= Reuter concession =

1872 contract on concessions in Persia

The Reuter concession (Persian: امتیازنامه رویتر) was a contract signed in 1872 between Paul Reuter, a German-born British banker, businessman, and founder of Reuters, and Naser al-Din Shah Qajar, the Shah of Qajar Iran.

George Curzon wrote that:

[t]he concession was dated July 25, 1872. When published to the world, it was found to contain the most complete and extraordinary surrender of the entire industrial resources of a kingdom into foreign hands that has probably ever been dreamed of, much less accomplished, in history. Exclusive of the clauses referring to railroads and tramways, which conferred an absolute monopoly of both those undertakings upon Baron de Reuter for the space of seventy years, the concession also handed over to him the exclusive working for the same period of all Persian mines, except those of goldsilver, and precious stones; the monopoly of the government forests, all uncultivated land being embraced under that designation; the exclusive construction of canals, kanats, and irrigation works of every description; the first refusal of a national bank, and of all future enterprises connected with the introduction of roads, telegraphs, mills, factories, workshops, and public works of every description; and a farm of the entire customs of the empire for a period of twenty-five years from March 1, 1874, upon payment to the Shah of a stipulated sum for the first five years, and of an additional sixty per cent of the net revenue for the remaining twenty. With respect to the other profits, twenty per cent of those accruing from railways, and fifteen per cent of those derived from all other sources, were reserved for the Persian Government.

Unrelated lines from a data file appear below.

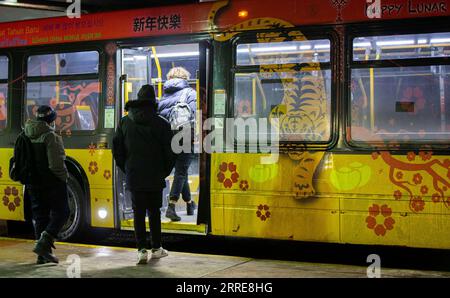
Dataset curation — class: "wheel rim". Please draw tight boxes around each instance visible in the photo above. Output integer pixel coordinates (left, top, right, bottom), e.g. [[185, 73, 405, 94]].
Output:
[[59, 186, 79, 239]]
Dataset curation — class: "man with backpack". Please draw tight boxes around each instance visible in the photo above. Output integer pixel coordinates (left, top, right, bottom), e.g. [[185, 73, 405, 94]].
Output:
[[22, 106, 70, 264], [158, 67, 197, 221], [113, 85, 175, 264]]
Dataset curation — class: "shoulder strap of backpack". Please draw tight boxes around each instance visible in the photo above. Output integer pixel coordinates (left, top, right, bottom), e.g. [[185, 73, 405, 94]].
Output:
[[178, 88, 189, 103]]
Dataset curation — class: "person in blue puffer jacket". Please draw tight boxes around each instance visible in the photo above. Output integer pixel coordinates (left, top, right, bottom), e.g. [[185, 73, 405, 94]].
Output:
[[158, 67, 197, 221]]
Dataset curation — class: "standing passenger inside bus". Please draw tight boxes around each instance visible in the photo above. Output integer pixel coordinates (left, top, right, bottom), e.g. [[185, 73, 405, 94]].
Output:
[[25, 106, 70, 264], [158, 67, 197, 221], [113, 85, 174, 264]]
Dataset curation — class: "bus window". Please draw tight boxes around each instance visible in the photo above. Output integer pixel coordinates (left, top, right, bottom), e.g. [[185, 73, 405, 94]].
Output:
[[28, 51, 99, 77], [234, 40, 331, 143], [0, 56, 8, 130], [350, 33, 450, 142], [122, 44, 199, 100], [116, 43, 201, 227], [24, 51, 101, 133]]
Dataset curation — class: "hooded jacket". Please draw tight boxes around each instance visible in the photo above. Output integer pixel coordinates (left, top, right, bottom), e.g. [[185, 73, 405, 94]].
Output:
[[158, 79, 197, 120], [113, 100, 175, 191], [24, 120, 68, 186]]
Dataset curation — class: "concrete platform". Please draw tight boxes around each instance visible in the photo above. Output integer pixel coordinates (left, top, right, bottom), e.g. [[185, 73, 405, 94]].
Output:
[[0, 237, 450, 278]]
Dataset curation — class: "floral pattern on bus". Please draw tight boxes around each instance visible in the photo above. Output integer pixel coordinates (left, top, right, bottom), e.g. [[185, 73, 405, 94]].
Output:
[[2, 186, 21, 212], [217, 162, 239, 188], [256, 204, 271, 221], [372, 151, 450, 212], [366, 204, 395, 236]]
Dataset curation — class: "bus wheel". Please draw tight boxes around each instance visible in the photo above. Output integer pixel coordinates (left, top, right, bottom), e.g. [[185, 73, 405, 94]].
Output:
[[58, 174, 86, 241]]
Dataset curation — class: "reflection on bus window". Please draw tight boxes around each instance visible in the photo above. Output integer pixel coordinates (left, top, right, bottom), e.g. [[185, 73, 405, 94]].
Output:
[[28, 51, 99, 76], [0, 56, 8, 80], [0, 56, 8, 130], [351, 66, 450, 141], [236, 39, 330, 65], [353, 32, 450, 61], [0, 84, 8, 129], [26, 80, 100, 131], [234, 70, 331, 142], [122, 43, 199, 100]]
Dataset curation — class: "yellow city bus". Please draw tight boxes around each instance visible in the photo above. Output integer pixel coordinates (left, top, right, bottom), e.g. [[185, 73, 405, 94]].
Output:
[[0, 0, 450, 249]]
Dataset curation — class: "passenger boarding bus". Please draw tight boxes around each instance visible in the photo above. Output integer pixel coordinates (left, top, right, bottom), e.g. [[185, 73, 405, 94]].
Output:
[[0, 0, 450, 249]]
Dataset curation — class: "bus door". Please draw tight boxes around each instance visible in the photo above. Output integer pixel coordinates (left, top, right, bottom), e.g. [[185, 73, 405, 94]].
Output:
[[115, 43, 209, 234]]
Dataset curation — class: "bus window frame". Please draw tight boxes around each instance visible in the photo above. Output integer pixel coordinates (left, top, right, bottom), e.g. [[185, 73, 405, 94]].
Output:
[[230, 25, 341, 152], [0, 51, 14, 135], [343, 18, 450, 152], [20, 46, 106, 136]]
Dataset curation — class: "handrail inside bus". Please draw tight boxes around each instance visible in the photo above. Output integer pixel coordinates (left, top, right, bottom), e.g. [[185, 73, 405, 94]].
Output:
[[152, 47, 162, 100]]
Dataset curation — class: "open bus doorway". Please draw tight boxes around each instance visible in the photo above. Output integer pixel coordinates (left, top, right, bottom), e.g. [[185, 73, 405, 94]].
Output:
[[116, 43, 206, 234]]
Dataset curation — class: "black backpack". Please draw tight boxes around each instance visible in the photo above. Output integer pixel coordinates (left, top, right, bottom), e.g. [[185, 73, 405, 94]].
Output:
[[9, 131, 35, 184]]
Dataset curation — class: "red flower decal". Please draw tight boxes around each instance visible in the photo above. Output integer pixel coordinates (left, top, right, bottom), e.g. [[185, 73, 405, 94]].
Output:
[[2, 196, 9, 206], [217, 162, 239, 188], [413, 173, 422, 184], [366, 204, 395, 236], [419, 151, 433, 161], [420, 185, 428, 194], [89, 161, 98, 175], [406, 152, 416, 161], [2, 186, 21, 211], [431, 193, 441, 203], [411, 196, 425, 212], [103, 170, 112, 180], [88, 143, 97, 156], [239, 180, 248, 191], [394, 190, 402, 200], [256, 204, 271, 221]]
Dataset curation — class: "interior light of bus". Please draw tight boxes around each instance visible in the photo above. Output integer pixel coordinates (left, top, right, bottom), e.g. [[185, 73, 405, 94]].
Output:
[[151, 52, 200, 58], [430, 38, 450, 43], [97, 208, 108, 219], [377, 39, 415, 46], [314, 44, 330, 49], [238, 10, 248, 18], [353, 41, 370, 47], [133, 56, 147, 60]]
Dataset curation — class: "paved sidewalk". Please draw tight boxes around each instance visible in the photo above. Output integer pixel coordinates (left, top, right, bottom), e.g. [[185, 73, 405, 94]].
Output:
[[0, 238, 450, 278]]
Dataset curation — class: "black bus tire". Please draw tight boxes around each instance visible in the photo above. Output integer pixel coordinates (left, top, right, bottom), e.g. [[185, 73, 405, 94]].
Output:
[[58, 174, 87, 241]]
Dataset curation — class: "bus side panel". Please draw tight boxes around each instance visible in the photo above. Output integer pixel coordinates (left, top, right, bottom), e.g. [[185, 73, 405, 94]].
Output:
[[66, 148, 114, 228], [0, 148, 25, 221], [211, 153, 340, 242]]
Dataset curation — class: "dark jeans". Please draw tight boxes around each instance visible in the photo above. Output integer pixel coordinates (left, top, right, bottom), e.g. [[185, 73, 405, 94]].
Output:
[[169, 153, 195, 202], [26, 182, 70, 239], [131, 190, 162, 250]]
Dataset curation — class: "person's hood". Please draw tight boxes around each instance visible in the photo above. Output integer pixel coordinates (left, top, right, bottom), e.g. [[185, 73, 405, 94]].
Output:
[[24, 120, 54, 139], [125, 99, 156, 125], [164, 79, 189, 94]]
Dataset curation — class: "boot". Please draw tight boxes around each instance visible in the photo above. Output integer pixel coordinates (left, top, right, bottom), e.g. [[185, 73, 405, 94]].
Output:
[[186, 201, 197, 215], [33, 231, 59, 263], [166, 203, 181, 221]]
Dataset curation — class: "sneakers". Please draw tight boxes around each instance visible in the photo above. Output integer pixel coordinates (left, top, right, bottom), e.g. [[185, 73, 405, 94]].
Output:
[[166, 203, 181, 221], [152, 247, 169, 259], [33, 231, 59, 263], [186, 201, 197, 215], [36, 256, 50, 265], [137, 249, 148, 265]]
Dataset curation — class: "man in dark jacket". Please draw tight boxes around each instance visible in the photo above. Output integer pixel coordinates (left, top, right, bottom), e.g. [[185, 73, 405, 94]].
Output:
[[113, 85, 174, 264], [25, 106, 70, 264], [158, 67, 197, 221]]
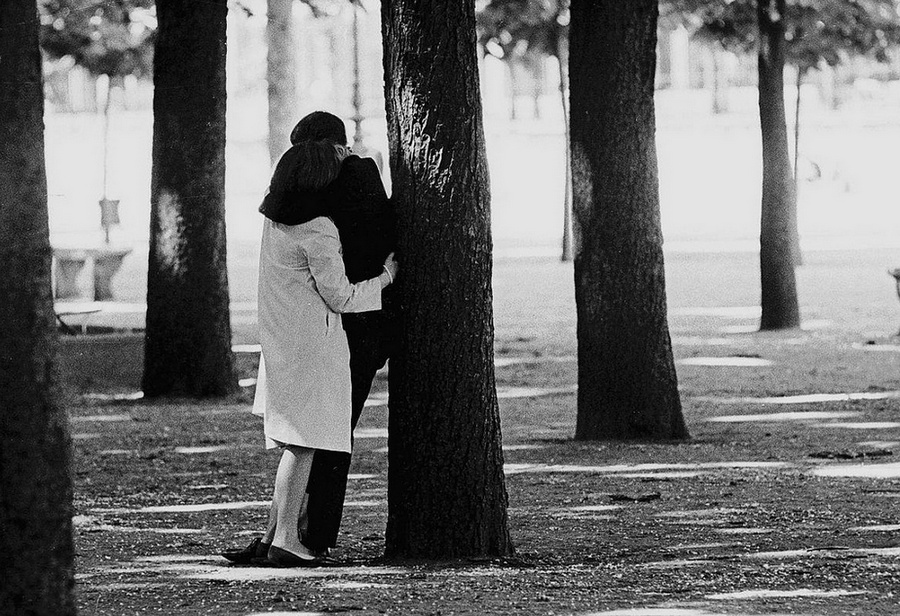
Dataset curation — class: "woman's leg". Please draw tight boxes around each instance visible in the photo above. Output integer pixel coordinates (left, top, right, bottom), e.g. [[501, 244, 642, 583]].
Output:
[[270, 445, 314, 558]]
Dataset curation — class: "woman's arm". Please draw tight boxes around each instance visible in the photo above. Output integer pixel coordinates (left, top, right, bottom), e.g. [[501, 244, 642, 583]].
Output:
[[307, 223, 393, 313]]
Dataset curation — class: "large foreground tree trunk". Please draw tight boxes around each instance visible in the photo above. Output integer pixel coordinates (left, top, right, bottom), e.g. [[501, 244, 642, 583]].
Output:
[[757, 0, 800, 330], [382, 0, 512, 559], [266, 0, 299, 165], [0, 0, 75, 616], [143, 0, 237, 396], [569, 0, 688, 440]]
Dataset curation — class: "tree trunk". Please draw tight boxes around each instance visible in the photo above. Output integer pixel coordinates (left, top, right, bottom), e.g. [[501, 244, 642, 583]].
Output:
[[569, 0, 688, 440], [143, 0, 237, 396], [710, 47, 729, 115], [266, 0, 298, 164], [382, 0, 513, 559], [757, 0, 800, 330], [0, 0, 75, 616], [556, 31, 574, 263]]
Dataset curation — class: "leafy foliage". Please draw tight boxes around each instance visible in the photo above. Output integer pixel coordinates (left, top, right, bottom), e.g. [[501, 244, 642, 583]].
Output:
[[476, 0, 569, 58], [662, 0, 900, 71], [39, 0, 156, 78]]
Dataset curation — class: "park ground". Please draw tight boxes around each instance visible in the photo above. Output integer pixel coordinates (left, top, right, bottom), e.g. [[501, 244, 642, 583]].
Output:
[[69, 247, 900, 616]]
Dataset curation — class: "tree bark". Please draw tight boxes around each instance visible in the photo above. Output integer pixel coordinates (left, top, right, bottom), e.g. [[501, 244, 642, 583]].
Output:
[[556, 31, 574, 263], [757, 0, 800, 330], [143, 0, 237, 396], [382, 0, 513, 559], [569, 0, 688, 440], [266, 0, 298, 165], [0, 0, 75, 616]]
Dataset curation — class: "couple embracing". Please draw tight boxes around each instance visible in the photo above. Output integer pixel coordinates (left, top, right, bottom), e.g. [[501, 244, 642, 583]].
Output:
[[222, 111, 398, 567]]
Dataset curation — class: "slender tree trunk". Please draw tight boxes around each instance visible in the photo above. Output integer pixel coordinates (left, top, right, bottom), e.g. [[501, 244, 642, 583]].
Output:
[[382, 0, 513, 559], [143, 0, 237, 396], [556, 31, 574, 263], [569, 0, 688, 440], [791, 66, 806, 265], [757, 0, 800, 330], [0, 0, 75, 616], [266, 0, 298, 164]]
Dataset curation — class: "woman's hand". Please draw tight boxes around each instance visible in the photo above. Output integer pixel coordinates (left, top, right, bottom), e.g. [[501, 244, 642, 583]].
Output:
[[379, 253, 400, 289]]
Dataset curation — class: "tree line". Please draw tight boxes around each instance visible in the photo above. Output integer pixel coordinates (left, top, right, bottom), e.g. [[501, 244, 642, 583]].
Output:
[[0, 0, 896, 614]]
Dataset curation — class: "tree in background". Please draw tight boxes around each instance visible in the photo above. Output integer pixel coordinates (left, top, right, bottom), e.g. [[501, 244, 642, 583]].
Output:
[[266, 0, 298, 165], [0, 0, 75, 616], [569, 0, 688, 440], [382, 0, 513, 559], [757, 0, 800, 330], [39, 0, 156, 215], [143, 0, 237, 396], [477, 0, 573, 261], [662, 0, 900, 329]]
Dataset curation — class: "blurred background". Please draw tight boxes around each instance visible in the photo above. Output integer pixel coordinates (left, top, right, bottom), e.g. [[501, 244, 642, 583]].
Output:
[[44, 0, 900, 302]]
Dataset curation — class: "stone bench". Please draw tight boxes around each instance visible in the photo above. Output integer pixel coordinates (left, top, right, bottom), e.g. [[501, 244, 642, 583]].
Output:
[[53, 246, 131, 301]]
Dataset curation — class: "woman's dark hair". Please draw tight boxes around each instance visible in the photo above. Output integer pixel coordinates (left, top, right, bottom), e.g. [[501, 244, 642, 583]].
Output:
[[291, 111, 347, 145], [288, 141, 344, 190]]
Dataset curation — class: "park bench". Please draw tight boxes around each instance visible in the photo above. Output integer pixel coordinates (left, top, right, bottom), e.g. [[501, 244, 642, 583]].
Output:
[[53, 245, 131, 301]]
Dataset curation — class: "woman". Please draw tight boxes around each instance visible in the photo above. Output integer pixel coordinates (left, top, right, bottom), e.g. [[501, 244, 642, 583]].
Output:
[[288, 111, 398, 554], [232, 140, 397, 566]]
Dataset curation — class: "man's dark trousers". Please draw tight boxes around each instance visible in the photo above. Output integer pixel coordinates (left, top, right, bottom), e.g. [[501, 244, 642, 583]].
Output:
[[303, 312, 394, 550]]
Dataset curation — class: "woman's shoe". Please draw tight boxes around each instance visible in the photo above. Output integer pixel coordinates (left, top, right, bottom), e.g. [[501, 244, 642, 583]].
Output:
[[221, 537, 272, 565], [268, 545, 320, 567]]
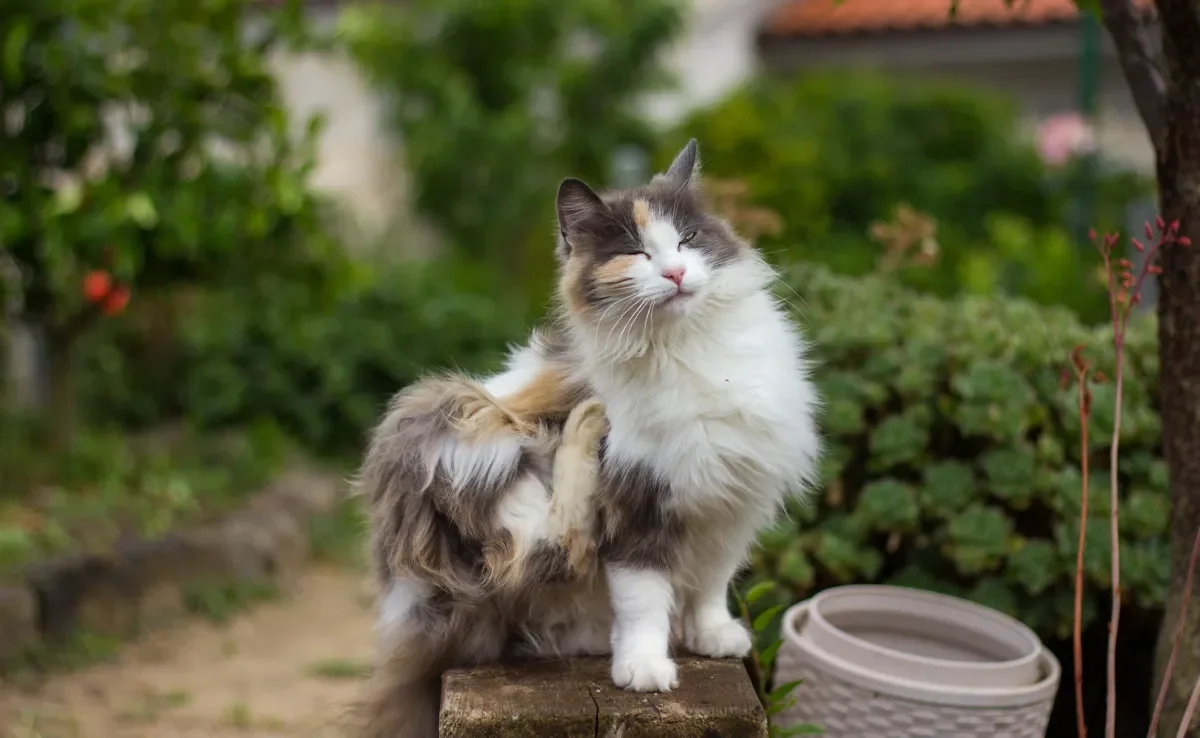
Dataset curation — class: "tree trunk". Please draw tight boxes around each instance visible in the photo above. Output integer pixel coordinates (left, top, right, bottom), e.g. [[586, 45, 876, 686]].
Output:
[[1157, 27, 1200, 738]]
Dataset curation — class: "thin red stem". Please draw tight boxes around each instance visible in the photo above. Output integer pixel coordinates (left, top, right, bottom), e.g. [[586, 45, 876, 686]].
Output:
[[1104, 355, 1124, 738], [1146, 529, 1200, 738], [1175, 677, 1200, 738], [1072, 368, 1088, 738]]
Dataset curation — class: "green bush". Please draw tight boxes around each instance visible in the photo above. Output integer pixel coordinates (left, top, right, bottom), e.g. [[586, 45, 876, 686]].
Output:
[[0, 0, 341, 442], [85, 262, 530, 454], [656, 73, 1152, 323], [752, 265, 1170, 637], [338, 0, 686, 289]]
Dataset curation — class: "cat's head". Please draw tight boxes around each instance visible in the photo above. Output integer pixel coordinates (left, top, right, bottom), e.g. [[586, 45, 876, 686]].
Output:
[[549, 139, 763, 330]]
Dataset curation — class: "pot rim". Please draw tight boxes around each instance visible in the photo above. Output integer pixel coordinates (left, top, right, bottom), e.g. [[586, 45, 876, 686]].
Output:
[[779, 600, 1062, 708], [809, 584, 1042, 686]]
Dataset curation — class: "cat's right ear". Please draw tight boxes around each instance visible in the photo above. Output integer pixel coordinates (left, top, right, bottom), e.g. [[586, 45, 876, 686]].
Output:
[[558, 178, 607, 252]]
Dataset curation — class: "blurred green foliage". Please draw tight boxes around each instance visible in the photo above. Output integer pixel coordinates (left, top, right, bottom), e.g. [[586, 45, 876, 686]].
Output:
[[338, 0, 686, 290], [748, 264, 1170, 637], [0, 0, 342, 439], [656, 72, 1152, 323], [80, 260, 532, 455]]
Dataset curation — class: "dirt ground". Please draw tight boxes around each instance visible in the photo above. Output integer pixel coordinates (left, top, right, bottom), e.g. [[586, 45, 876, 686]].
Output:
[[0, 566, 372, 738]]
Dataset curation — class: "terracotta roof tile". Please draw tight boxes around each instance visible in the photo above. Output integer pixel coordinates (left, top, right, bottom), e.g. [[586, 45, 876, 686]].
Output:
[[763, 0, 1089, 36]]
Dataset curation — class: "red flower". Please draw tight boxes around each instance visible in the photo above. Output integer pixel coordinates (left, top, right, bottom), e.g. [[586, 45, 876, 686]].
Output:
[[83, 269, 113, 302], [100, 284, 130, 316]]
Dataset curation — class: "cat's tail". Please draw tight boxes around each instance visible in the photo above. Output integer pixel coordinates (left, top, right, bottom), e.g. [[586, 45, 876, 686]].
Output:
[[354, 634, 442, 738]]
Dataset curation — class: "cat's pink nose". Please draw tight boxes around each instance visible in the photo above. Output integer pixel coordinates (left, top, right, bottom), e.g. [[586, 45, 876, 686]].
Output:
[[662, 266, 688, 287]]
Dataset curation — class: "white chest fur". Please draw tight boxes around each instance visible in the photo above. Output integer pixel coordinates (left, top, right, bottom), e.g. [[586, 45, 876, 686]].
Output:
[[588, 294, 818, 516]]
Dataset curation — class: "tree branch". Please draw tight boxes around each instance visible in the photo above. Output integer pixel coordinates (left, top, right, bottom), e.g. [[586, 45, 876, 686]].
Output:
[[1156, 0, 1200, 84], [1100, 0, 1161, 152]]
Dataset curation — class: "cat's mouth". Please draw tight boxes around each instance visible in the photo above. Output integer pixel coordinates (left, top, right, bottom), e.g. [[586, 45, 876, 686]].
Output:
[[659, 288, 696, 306]]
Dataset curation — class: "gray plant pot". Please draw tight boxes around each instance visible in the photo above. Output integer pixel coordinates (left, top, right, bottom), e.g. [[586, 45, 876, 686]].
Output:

The concession was met with not only domestic outrage in the form of local protests, but hostility from the Russian government as well. Under immense pressure, Naser al-Din Shah cancelled the agreement despite his deteriorating financial situation. The concession cancellation was also due to the refusal of the British government to support Reuter's unrealistic ambitions. While the concession lasted for approximately a year, the entire debacle set the foundation for the 1890 Tobacco Protest, as it demonstrated that any attempt by a foreign power to infringe upon Iranian sovereignty would infuriate the local population as well as rival European powers, in this case the Russian government, which had its own interests in the region.

The cancellation, however, resulted in the second Reuter concession, which led to the formation of Imperial Bank of Persia by Baron de Reuter.